At the same time, the world is coming apart at the seams, offering up monolithic and fearful challenges that threaten life as we know it. This is the inherent danger that lurks at every increasing level of societal development. As we know from Spiral Dynamics, each new level of collective consciousness solves problems of the previous level and also creates new ones.
With the emergence of each new level, not all of human society progresses to the next level. Only those societies and indivduals at the cutting edge. The increasing complexity of cultural conflicts comes as a result that we have people and societies living at -all- levels of consciousness, but with access to the technologies and ideologies of all the other levels. Thus ethnocentrically-centered political and religious leaders with weapons of mass destruction. The distance between the lower and higher levels of consciousness grow. Each level brings greater opportunities for freedom and expanding consciousness, but also greater dangers for fucking it all up on horrific scales. The stakes get ever higher.
We privileged are extremely few. The daily reality for much of the world is brutal. Most live in horrifying poverty, in the midst of war or at the mercy of overt and severe political and religious oppression. As we elite enjoy more freedom and more opportunity, those below experience even more poverty. For poverty exists as the distance between what some have and some do not. The more we have, the more impoverished those without. A moral responsibility lies on us all to close this gap.
There are two ways in which we can meet these challenges, both in the present and in the future. In the now, we must seek out direct solutions through community activism, non-profits and other such initiatives. We use these tools now available to us to express our compassion.
Unfortunately, these short-term solutions are not enough. Most of them do not address the root cause of humanity’s problems, which is a narrow view of self. Lower levels of moral consciousness focus on what is good for the self as individual, one’s family, one’s clan. Most of us do not extend our compassion and understanding beyond an ethnocentric or nationalistic frame. The average level of consciousness is simply not great enough to overcome this selfish self.

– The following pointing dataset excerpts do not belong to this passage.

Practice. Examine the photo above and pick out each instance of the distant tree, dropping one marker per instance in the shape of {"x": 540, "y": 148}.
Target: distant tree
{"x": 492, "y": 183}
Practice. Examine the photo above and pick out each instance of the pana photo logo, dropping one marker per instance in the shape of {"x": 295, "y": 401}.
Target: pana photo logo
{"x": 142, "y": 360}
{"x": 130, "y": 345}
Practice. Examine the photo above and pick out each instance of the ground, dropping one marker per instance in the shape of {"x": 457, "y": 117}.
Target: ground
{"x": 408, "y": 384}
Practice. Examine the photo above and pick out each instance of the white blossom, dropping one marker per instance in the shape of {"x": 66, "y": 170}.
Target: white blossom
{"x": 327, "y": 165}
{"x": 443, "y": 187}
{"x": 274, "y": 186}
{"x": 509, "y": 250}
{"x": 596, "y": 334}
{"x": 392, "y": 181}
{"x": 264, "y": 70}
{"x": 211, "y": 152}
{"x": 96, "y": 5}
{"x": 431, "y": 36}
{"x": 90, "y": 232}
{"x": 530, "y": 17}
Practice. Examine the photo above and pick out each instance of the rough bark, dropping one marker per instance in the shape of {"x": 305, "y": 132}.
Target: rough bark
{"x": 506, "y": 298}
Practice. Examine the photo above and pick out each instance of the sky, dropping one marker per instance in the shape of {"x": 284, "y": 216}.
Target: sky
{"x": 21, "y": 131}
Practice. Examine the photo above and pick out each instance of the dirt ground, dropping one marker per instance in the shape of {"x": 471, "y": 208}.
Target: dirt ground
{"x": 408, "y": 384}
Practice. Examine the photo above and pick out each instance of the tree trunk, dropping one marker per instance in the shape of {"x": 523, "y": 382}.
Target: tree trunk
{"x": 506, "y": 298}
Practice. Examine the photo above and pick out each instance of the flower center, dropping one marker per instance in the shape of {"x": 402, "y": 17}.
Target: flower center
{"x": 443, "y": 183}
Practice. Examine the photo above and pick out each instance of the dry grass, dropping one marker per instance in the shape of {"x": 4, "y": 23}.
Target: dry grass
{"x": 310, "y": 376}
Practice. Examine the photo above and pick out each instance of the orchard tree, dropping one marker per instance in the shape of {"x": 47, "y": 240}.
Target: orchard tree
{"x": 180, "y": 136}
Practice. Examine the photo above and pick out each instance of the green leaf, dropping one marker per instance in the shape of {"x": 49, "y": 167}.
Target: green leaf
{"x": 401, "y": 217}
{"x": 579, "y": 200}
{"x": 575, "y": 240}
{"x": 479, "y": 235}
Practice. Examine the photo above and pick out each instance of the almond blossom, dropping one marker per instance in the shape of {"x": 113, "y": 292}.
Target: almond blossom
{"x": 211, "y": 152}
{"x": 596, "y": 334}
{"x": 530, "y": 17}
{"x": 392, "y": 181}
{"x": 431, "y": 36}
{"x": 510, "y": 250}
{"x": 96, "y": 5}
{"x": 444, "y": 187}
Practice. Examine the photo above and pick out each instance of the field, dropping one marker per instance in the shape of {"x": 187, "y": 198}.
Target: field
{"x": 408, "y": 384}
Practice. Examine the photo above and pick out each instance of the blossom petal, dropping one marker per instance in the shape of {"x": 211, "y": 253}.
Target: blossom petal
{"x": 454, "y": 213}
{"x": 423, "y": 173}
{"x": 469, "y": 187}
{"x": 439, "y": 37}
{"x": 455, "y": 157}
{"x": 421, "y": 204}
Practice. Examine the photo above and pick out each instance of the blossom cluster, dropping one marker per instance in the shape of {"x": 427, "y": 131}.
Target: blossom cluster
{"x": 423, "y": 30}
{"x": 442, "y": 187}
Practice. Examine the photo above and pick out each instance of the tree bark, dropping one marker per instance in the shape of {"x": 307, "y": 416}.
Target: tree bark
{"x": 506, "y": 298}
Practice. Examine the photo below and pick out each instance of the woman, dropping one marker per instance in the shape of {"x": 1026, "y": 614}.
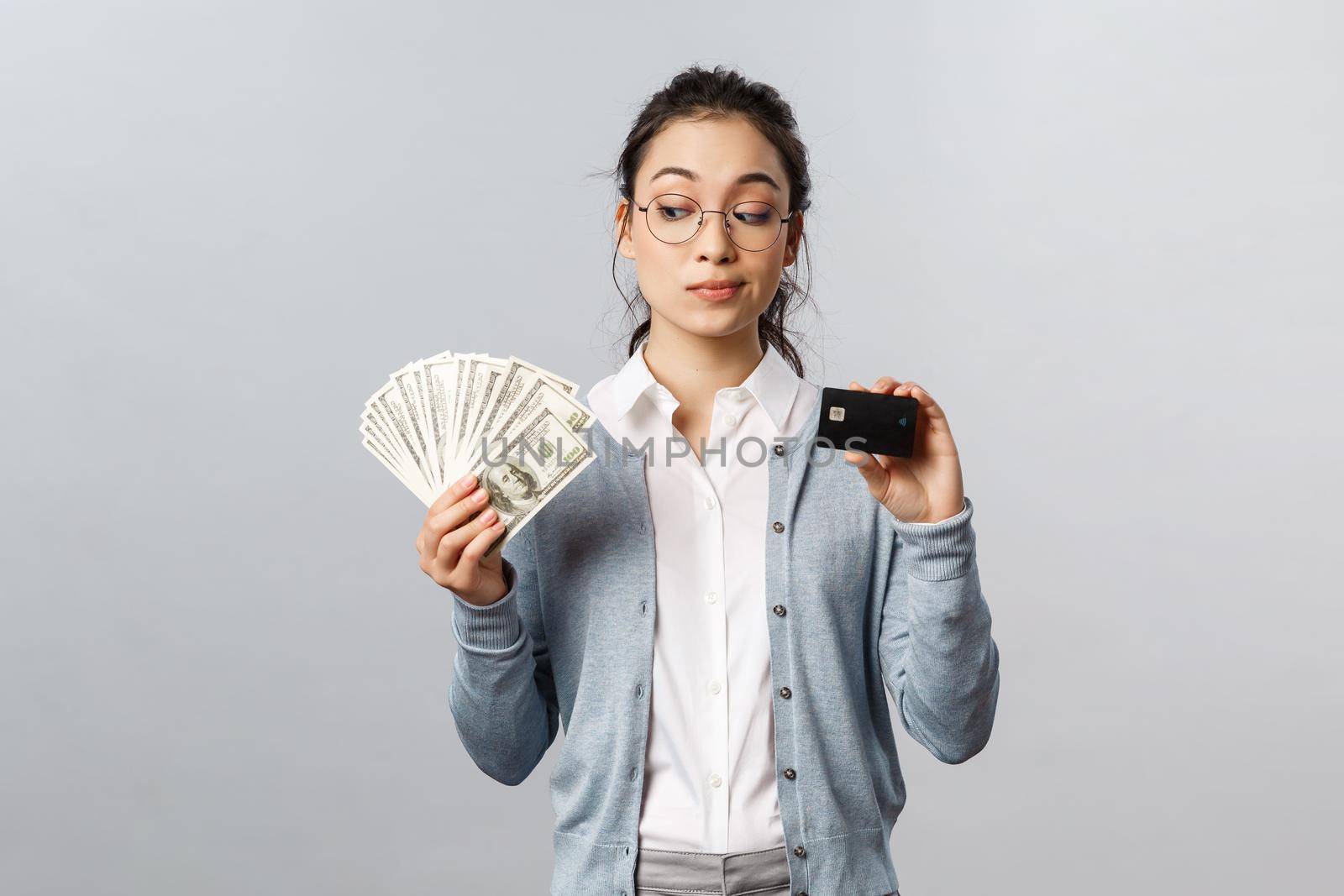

Pursuits like self-development and spirituality are critical in raising the average level of global consciousness. It seems selfish to work on oneself when there is so much altruistic work to be done in the here and now (and indeed it must be done, we can’t all leave a man bleeding to death in the street to chase down his killer), but lasting solutions to our 1st-tier (see Spiral Dynamics) problems will only come when a critical mass of us have reached 2nd-tier levels of consciousness. Otherwise we’ll always just be cleaning up after own bloody mess.
For you and I, heaven on earth is within reach for a pittance of blood, sweat and tears. Yet most of us are barely even aware of the opportunities that are laid at our feet. We subconsciously inherit the social structures and values of our cultures, instead of consciously choosing our own and becoming our own personal anarcho-utopian islands of free and full individual men and women.
For the good of all, it is necessary to pursue your own passions and grow into your own true self. Increasing freedom for you is increasing freedom for us all.